The main problem is not the graphical user interface. If you are interested in those you might be interested in the Technology Review article “Uninspiring Vista — How Microsoft’s long-awaited operating system disappointed a stubborn fan” by a self-declared Microsoft champion who concludes on purely technological grounds:
Ironically, playing around with Vista for more than a month has done what years of experience and exhortations from Mac-loving friends could not: it has converted me into a Mac fan.
It is the underlying technology strategy and its consequences that will be a severe source of pain. Central in this is the one feature that has truly been perfected in Windows Vista, the mass-incapacitation of users, also known as Digital Restrictions Management (DRM). DRM brings with it severe political issues, as I also explained in earlier posts. But of course the cost is not only political, there is also a financial cost to DRM, which Peter Gutmann calculated in his essay “A Cost Analysis of Windows Vista Content Protection.”

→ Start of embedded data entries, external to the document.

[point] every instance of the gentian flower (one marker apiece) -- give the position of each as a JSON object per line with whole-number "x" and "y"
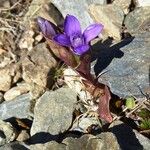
{"x": 47, "y": 27}
{"x": 73, "y": 36}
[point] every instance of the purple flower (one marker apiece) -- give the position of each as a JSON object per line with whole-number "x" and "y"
{"x": 73, "y": 36}
{"x": 46, "y": 27}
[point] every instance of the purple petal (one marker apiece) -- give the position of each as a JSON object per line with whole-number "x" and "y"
{"x": 62, "y": 39}
{"x": 46, "y": 27}
{"x": 72, "y": 26}
{"x": 81, "y": 49}
{"x": 92, "y": 31}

But it doesn’t end there. As the European Committee for Interoperable Systems (ECIS) points out in a 26 January media release : “With Vista Microsoft continues its illegal practices.”.
Not only is Microsoft trying to impose its own proprietary OpenXML format in order to marginalise the existing true multi-vendor Open and ISO-certified Standard, the Open Document Format (ODF) — please follow these links for more information: [1][2][3][4]. You should also read the analysis of Cory Doctorow: ” How Vista Lets Microsoft Lock Users In“
Largely unnoticed due to the discussion around the OpenXML attack on ODF, Microsoft also introduced a new markup language in Vista, called “XAML.” This language seems designed to attack the existing Open Standard HTML and is ground-up dependent on Windows.

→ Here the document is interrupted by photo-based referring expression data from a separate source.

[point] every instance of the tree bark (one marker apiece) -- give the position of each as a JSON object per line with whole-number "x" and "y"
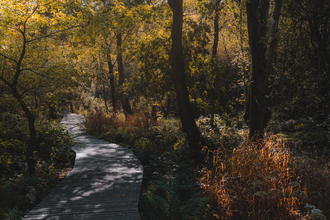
{"x": 188, "y": 123}
{"x": 124, "y": 99}
{"x": 33, "y": 135}
{"x": 257, "y": 20}
{"x": 105, "y": 97}
{"x": 215, "y": 50}
{"x": 112, "y": 84}
{"x": 13, "y": 86}
{"x": 262, "y": 59}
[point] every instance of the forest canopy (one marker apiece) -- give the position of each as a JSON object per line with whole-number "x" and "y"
{"x": 162, "y": 76}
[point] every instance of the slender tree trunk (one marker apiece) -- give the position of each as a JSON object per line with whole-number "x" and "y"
{"x": 215, "y": 35}
{"x": 112, "y": 84}
{"x": 188, "y": 123}
{"x": 33, "y": 135}
{"x": 215, "y": 51}
{"x": 105, "y": 97}
{"x": 124, "y": 100}
{"x": 257, "y": 17}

If companies started using this language in their intranet, they would no longer be able to run heterogenous environments and will be locked into Windows much more effectively than before — at a high price in finances and freedom to make the necessary business decisions. This will be bad for those companies, but others should be able to take their place.
But if the internet providers were to start using this markup language for their pages, it will no longer be possible to access those pages with anything but Microsoft Windows. Governments using XAML will force their entire population and economy into dependence on the Windows monopoly, and if it spreads far enough, it could mean the end of the multi-platform heterogenous environment that is the internet.
People who do not use Microsoft Windows might find themselves unable to communicate with their governments, to fill out tax declarations, to access news sites and do shopping online. The whole internet will truly have become a “Microsoft Network” — similar to the one shipped with previous versions of Windows that was abandoned for internet support because it did not raise sufficient interest.
In essence, XAML is Microsofts attempt to deliver on the statement made by Steve Ballmer towards the German Manager Magazin in 2005:
“We needed the first years to conquer the PC and those following to be ahead in the server business. In the upcoming years we’ll conquer the Internet.”
Seeing the internet replaced by a single-vendor controlled proprietary network would indeed be painful — and that ‘Ow’ starts with Vista. But you can also choose this moment to end your pain. As the FSFE pointed out in its press release today, there is another Vista message:
Upgrade to GNU/Linux now!
Such a migration will be no more expensive than migrating to Vista. It will also provide vendor independence, control over your own infrastructure, true support of Open Standards, which will ensure your ability to read your own files in the future and with the application of your choosing, and much, much more.